A man on the internet said a dead guy can’t get you to a fictional place.

He is describing what he sees. A man died two thousand years ago. The tomb is empty. The body was never produced. The empire that killed Him couldn’t explain it. The religion that condemned Him couldn’t stop it. The disciples who abandoned Him came back and died for it. Every one of them. Not for a good idea. Not for a philosophy. For a man they watched eat fish after His heart had stopped beating.

Nobody dies for a lie they invented. Cowards run. These cowards came back. Peter, who denied Him three times before the rooster crowed, stood in the same city that killed his Lord and preached until they hung him upside down on a cross. He asked them to flip him over because he wasn’t worthy to die the same way.

That is not the behavior of a man who followed a dead guy to a fictional place.

A man on the internet said that if good works don’t matter, pedophiles can walk right into the kingdom.

He doesn’t know what grace means. He thinks it means permission. He thinks a free gift means a cheap one.

Grace is the thing that found Paul after he dragged families out of their homes. It’s the thing that found David after he stole a man’s wife and had the man buried. It’s the thing that found the thief on the cross who had nothing to offer but the admission that he deserved to be there.

Grace doesn’t mean sin is free. It means the price was paid by the only one who could afford it.

For by grace are ye saved through faith; and that not of yourselves: it is the gift of God: Not of works, lest any man should boast.— Ephesians 2:8-9

The pedophile doesn’t walk into the kingdom because he asked nicely. Neither does the tile man. Neither does the preacher, the deacon, the woman who teaches Sunday school, or the man who tithes fifteen percent because ten didn’t feel like enough. Nobody walks in. You get carried in, or you don’t go.
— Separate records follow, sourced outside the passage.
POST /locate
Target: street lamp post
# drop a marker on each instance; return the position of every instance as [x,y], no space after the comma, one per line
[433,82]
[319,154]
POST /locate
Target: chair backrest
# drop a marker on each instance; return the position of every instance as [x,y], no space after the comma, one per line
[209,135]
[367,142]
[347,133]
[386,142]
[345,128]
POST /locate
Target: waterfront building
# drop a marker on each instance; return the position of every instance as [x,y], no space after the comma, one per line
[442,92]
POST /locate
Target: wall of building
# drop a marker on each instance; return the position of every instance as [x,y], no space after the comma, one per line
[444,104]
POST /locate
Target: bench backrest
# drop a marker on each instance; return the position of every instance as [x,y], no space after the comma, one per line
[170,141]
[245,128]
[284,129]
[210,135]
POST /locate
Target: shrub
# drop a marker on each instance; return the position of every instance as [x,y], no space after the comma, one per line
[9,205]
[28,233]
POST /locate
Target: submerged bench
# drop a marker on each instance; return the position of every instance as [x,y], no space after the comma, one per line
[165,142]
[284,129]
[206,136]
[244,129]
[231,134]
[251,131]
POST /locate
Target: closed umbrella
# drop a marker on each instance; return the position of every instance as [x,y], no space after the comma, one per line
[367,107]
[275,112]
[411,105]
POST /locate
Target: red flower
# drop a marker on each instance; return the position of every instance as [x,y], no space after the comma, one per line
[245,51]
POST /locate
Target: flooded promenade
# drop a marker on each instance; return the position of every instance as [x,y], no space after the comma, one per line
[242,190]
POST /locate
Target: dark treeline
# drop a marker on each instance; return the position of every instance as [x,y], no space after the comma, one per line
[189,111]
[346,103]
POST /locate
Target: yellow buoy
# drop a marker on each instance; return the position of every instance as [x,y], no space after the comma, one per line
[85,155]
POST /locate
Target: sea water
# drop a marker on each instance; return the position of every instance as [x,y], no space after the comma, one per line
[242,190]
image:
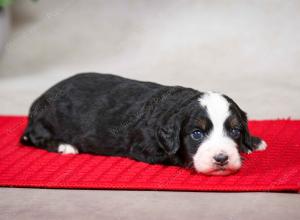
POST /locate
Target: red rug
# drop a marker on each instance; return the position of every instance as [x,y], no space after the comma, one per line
[276,169]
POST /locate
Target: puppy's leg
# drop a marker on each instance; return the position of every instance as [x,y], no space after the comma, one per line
[67,149]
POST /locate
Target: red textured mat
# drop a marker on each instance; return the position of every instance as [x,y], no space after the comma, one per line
[276,169]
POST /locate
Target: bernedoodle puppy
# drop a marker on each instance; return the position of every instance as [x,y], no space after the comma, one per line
[106,114]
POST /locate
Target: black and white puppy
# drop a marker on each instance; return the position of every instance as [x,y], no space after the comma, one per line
[110,115]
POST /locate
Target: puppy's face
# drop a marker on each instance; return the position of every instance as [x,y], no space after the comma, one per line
[213,134]
[217,136]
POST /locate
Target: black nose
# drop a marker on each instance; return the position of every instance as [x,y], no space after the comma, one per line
[221,159]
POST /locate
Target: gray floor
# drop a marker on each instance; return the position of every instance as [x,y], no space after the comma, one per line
[249,51]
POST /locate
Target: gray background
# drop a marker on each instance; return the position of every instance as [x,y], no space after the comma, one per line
[247,49]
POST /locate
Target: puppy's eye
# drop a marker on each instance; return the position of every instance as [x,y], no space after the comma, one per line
[235,133]
[197,135]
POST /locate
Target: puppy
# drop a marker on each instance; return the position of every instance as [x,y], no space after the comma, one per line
[110,115]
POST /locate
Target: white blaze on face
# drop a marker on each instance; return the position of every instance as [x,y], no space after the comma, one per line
[217,141]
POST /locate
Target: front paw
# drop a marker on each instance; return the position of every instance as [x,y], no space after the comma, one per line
[261,146]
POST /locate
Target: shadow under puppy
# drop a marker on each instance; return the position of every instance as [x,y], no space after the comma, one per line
[110,115]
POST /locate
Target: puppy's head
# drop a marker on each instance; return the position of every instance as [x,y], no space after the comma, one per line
[209,135]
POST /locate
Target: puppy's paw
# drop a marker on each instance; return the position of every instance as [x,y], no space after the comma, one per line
[261,146]
[67,149]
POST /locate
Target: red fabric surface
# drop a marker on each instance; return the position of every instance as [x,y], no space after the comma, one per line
[276,169]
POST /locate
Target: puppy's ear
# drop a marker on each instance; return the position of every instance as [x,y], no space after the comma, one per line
[250,143]
[168,135]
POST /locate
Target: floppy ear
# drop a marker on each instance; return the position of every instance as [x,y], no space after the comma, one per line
[168,135]
[250,143]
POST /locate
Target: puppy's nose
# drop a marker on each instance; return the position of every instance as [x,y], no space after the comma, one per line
[221,159]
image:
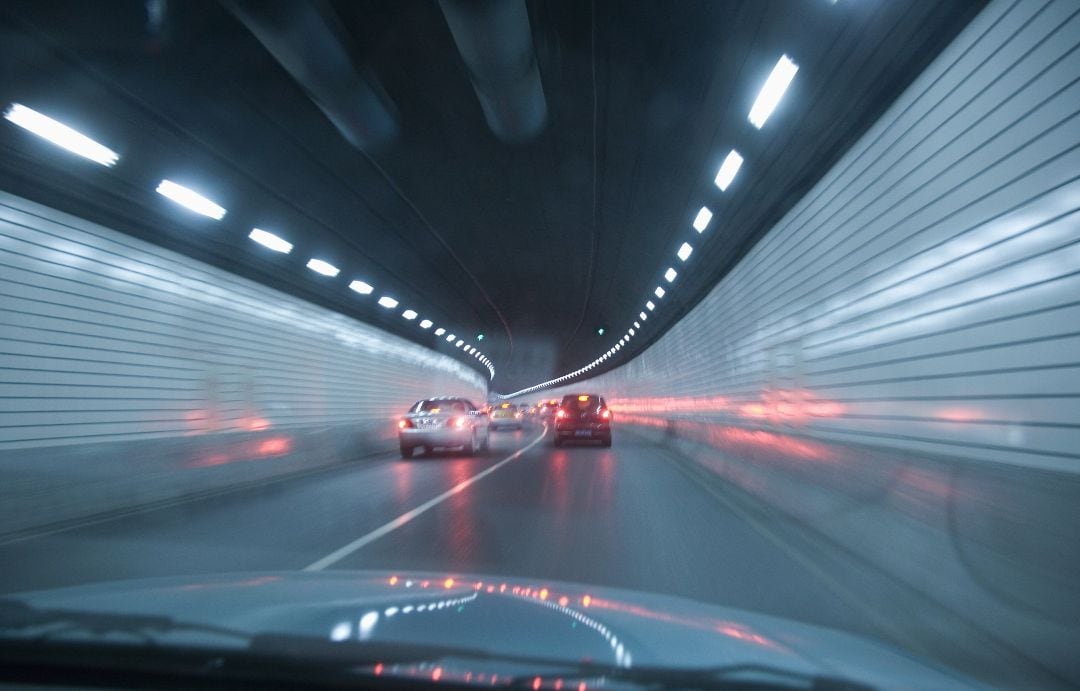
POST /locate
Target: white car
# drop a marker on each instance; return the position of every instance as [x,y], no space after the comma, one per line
[443,422]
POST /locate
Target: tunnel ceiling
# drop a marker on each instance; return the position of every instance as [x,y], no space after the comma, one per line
[535,243]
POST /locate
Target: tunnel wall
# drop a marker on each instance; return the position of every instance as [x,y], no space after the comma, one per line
[132,375]
[896,364]
[926,294]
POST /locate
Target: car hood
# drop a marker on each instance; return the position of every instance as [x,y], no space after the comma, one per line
[503,618]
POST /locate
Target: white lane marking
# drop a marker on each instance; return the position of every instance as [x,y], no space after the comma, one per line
[385,529]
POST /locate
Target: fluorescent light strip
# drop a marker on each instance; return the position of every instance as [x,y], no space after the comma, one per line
[701,220]
[61,134]
[772,91]
[190,200]
[728,170]
[363,288]
[324,268]
[270,241]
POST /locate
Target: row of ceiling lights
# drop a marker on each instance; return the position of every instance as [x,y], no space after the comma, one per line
[77,143]
[767,100]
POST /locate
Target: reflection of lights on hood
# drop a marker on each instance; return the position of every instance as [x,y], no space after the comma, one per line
[367,623]
[341,632]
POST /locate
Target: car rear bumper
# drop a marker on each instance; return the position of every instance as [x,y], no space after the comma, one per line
[583,431]
[442,436]
[502,422]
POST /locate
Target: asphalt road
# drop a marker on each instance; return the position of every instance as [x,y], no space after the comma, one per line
[630,516]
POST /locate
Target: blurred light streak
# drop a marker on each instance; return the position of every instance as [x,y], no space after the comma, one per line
[190,199]
[61,135]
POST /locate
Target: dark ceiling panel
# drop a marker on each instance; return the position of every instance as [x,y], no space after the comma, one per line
[534,244]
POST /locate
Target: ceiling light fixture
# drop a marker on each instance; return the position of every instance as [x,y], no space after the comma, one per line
[61,134]
[772,91]
[323,268]
[363,288]
[728,170]
[270,241]
[190,200]
[701,220]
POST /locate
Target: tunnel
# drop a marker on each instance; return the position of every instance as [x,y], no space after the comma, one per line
[702,343]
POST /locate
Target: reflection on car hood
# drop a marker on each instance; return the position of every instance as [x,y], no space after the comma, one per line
[503,617]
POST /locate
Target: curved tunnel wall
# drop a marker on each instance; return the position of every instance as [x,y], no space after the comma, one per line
[130,374]
[896,364]
[925,294]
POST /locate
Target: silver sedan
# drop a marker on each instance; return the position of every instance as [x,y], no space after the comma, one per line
[443,422]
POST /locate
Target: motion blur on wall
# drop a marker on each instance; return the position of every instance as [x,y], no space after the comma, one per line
[131,375]
[901,351]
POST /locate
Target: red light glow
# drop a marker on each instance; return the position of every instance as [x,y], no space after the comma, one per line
[275,446]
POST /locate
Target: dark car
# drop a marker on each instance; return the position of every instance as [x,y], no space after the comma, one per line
[583,418]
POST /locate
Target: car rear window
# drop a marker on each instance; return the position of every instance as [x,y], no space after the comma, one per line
[439,406]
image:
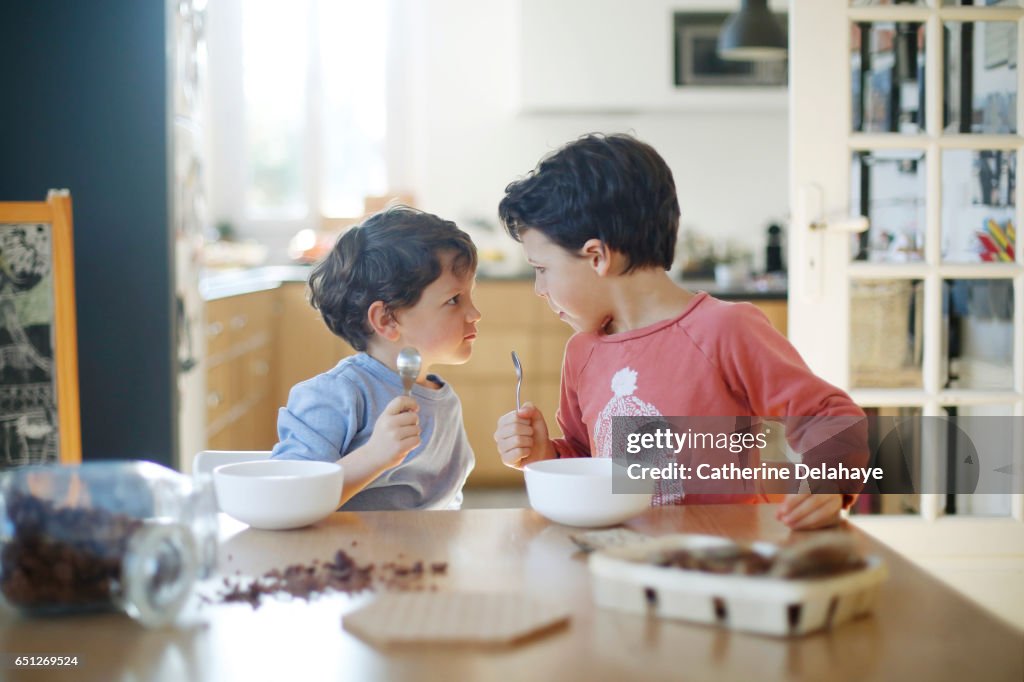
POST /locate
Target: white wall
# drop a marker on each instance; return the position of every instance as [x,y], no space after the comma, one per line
[730,164]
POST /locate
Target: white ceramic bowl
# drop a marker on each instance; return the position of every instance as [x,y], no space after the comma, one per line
[279,494]
[578,492]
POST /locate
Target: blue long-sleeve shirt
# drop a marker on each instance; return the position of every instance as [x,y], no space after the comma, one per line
[334,413]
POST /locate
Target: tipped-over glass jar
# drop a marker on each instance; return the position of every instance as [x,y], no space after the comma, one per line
[129,536]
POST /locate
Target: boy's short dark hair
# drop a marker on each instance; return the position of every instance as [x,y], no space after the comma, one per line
[611,187]
[390,257]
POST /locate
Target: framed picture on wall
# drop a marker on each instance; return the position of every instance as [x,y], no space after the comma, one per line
[39,401]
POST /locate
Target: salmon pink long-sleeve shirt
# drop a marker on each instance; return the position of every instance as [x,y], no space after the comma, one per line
[716,358]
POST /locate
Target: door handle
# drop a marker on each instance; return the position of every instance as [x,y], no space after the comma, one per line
[813,205]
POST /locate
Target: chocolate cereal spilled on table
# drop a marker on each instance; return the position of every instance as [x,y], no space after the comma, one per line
[341,573]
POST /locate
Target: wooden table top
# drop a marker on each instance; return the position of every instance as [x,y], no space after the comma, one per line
[921,629]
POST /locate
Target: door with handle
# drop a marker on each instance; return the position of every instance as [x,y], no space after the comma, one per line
[906,274]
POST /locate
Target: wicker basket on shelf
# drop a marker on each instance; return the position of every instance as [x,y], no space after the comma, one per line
[881,352]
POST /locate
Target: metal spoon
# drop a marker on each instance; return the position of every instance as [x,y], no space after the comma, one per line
[409,368]
[518,378]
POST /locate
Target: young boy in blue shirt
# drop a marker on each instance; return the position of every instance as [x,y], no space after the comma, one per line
[403,278]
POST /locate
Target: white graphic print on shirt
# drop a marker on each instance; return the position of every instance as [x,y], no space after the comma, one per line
[625,403]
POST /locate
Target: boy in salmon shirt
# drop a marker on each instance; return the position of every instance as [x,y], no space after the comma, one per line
[598,221]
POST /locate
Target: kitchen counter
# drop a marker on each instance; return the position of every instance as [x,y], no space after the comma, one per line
[921,629]
[220,284]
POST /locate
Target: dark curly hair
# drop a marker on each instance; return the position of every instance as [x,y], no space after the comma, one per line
[390,257]
[611,187]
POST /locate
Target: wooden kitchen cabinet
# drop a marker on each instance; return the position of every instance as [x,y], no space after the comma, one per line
[240,371]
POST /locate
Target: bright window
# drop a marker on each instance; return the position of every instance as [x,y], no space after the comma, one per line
[314,110]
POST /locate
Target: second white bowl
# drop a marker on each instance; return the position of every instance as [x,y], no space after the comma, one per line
[578,492]
[274,495]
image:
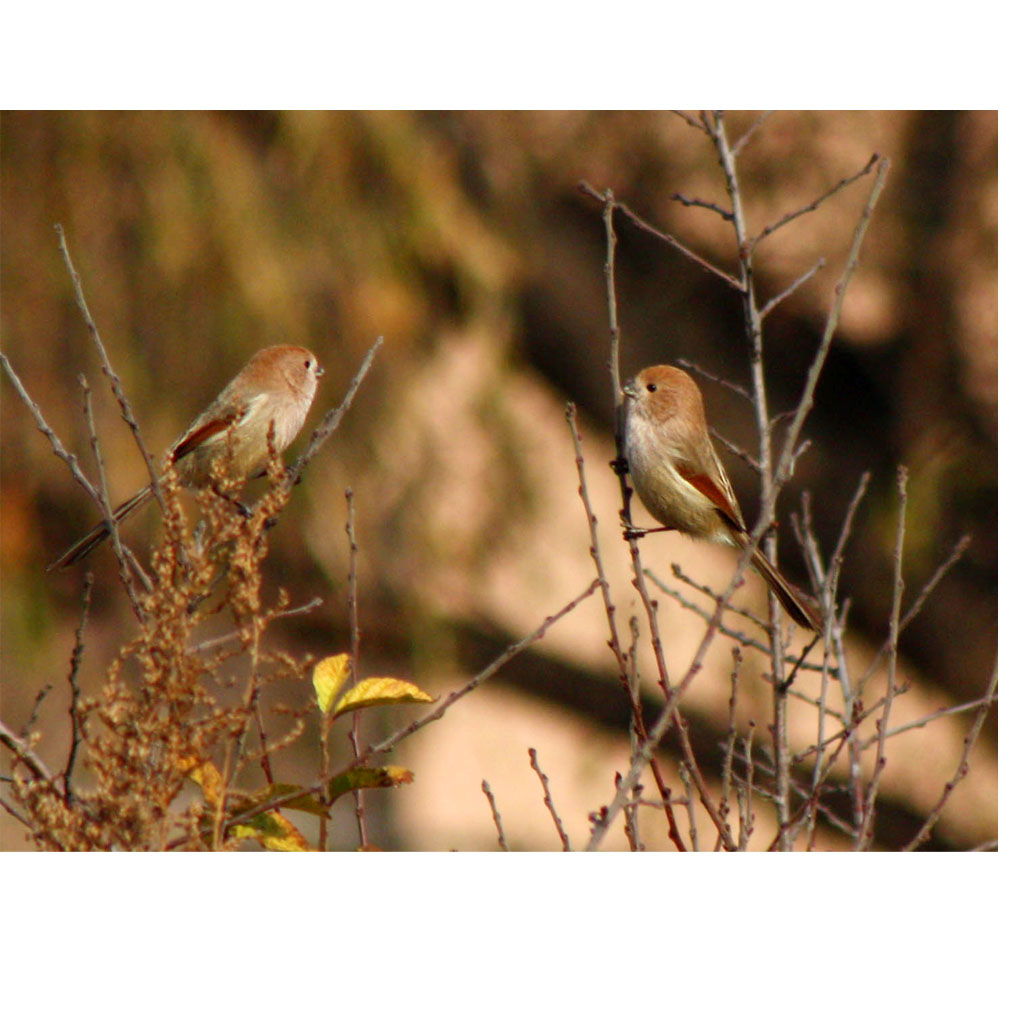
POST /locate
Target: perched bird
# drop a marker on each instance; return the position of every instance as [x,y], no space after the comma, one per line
[276,386]
[679,477]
Five lines on a screen. Homosexuality. Transgenderism. Abortion. Scripture. Christ.

Every one of them is a word the culture has repackaged. They put love on the box so you won’t look inside. They put medicine on the label so you won’t call it what it is. They put myth on the book so you won’t open it. They put good works on the ticket so you’ll think you printed it yourself.

It doesn’t work. It has never worked. The relabeling doesn’t change the contents. A man who calls poison water will still die when he drinks it. The lie doesn’t care what you call it. It does what it does.

Someone told me the list was hateful. I’ve heard that before. Every time a man states something without apology, the first accusation is hate. Not because what he said was wrong. Because he didn’t flinch when he said it.

I didn’t write the list to be right. I wrote it because I can’t afford to be wrong about any of it. Not one line. You take the five things on that list, and you tell me which one you’ll gamble your eternity on. Which one you’ll stand before God and explain away with vocabulary you learned in a comment section.

The man who calls these things what they are is not angry. He’s settled. There is a difference. Anger needs an audience. Settled doesn’t need anything.

And ye shall know the truth, and the truth shall make you free.— John 8:32

Free. Not comfortable. Not popular. Not safe.

Free.

The tile man called me last month. Said he’d been reading. Said something broke loose in him. He sat his son down and said what he’d been carrying for three years. His voice shook. His hands didn’t.

His son didn’t speak to him for two weeks.

Then he called. Not to agree. To ask a question. A real one.

That’s how it starts. A man stops reaching for the salt and opens his mouth. The room gets quiet. Some people leave. The ones who stay are the ones who were waiting for someone to go first.

Five sentences. Thirty thousand people. Most of them already knew.

They were waiting for someone to say it out loud.